Conforme a redação da lei, “fica assegurado aos pais e aos responsáveis o direito de vedar a participação de seus filhos ou de seus dependentes em atividades pedagógicas de gênero, conforme definido nesta Lei, realizadas em instituições de ensino públicas e privadas [do Espírito Santo]”.

A lei define “atividades pedagógicas de gênero” como “aquelas que abordam temas relacionados à identidade de gênero, à orientação sexual, à diversidade sexual, à igualdade de gênero e a outros assuntos similares”.

Ainda segundo a nova norma, as instituições de ensino deverão informar aos pais ou aos responsáveis sobre quaisquer atividades pedagógicas de gênero que possam ser realizadas no ambiente escolar, sob pena de serem responsabilizadas civil e penalmente, conforme o caso.

Os pais ou os responsáveis deverão manifestar expressamente sua concordância ou discordância quanto à participação de seus filhos ou de seus dependentes em atividades pedagógicas de gênero, por meio de documento, escrito e assinado, a ser entregue à instituição de ensino.

As instituições de ensino serão responsáveis por garantir o cumprimento da vontade dos pais ou dos responsáveis, respeitando a decisão de vedar a participação de seus filhos ou de seus dependentes em atividades pedagógicas de gênero.

A contar da promulgação, o Governo do Espírito Santo tem 90 dias para regulamentar a lei, fixando as “punições cabíveis”.

Entretanto, a própria Secretaria de Estado da Educação (Sedu) manifestou-se desde o início contra a lei. Assim também fizeram a Procuradoria-Geral do Estado (PGE), quando a lei ainda esperava sanção ou veto do governador, e até a Procuradoria-Geral da Ales, em três pareceres, durante a tramitação do projeto na Comissão de Constituição de Justiça.

Imediatamente após a promulgação da lei, no dia 22 de julho, três entidades ajuizaram ação direta de inconstitucionalidade contra a lei no Supremo Tribunal Federal (STF), sob a relatoria da ministra Cármen Lúcia: a Aliança Nacional LGBTI, a Associação Brasileira de Famílias Homoafetivas e o Fórum Nacional de Pessoas Travestis e Transexuais Negras e Negros.

No curso do processo, o próprio governador Renato Casagrande – voltando atrás em sua omissão inicial – concordou com os autores da ação e pediu à ministra Cármen Lúcia que a lei estadual seja declarada inconstitucional.

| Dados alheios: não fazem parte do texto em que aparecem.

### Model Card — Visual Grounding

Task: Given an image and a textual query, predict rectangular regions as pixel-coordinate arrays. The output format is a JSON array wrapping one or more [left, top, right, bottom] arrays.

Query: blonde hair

Igualmente intimada a se manifestar, a Procuradoria-Geral da Assembleia também modificou sua posição, mas no sentido contrário: defendeu a legalidade e a manutenção da lei estadual, em parecer assinado pelo presidente da Ales, Marcelo Santos, e pelo procurador-geral da Casa, Anderson Pedra.

Em paralelo, o PSol ingressou com outra ação direta de inconstitucionalidade, também pedindo a derrubada da lei, mas no Tribunal de Justiça do Espírito Santo (TJES). A ação está sob a relatoria doa desembargadora Janete Simões. Chamado a se manifestar nos autos, o chefe do Ministério Público do Espírito Santo (MPES), Francisco Martínez Berdeal, opinou que a lei é inconstitucional e deve mesmo ser revogada.

Já o presidente da Ales, Marcelo Santos, pediu que o processo no TJES seja suspenso, devido à “prejudicialidade externa” decorrente da ação já em trâmite no STF, “que versa sobre a mesma matéria”.

OS ARGUMENTOS DA AGU

Em seu parecer, a AGU destaca, em primeiro lugar, que somente a União tem legitimidade para legislar sobre diretrizes e bases da educação nacional, conforme estabelecido pela Constituição Federal, o que torna, de saída, inconstitucional qualquer lei estadual nesse sentido.

“Cumpre observar, inicialmente, que a Carta Constitucional prevê a competência privativa da União para legislar sobre diretrizes e bases da educação nacional, nos termos do artigo 22, inciso XXIV, da Constituição Federal”.

Em seguida, a AGU relaciona um cabedal de leis e normas, todas federais, que versam sobre o tema, com destaque para a Lei de Diretrizes e Bases (1996), segundo a qual professores, na verdade, têm o dever de educar os seus alunos “para o exercício da cidadania e pelo apreço à tolerância”.

A seguir, reproduzimos trechos importantes de algumas das leis citadas pela AGU, conforme o parecer de Jorge Messias.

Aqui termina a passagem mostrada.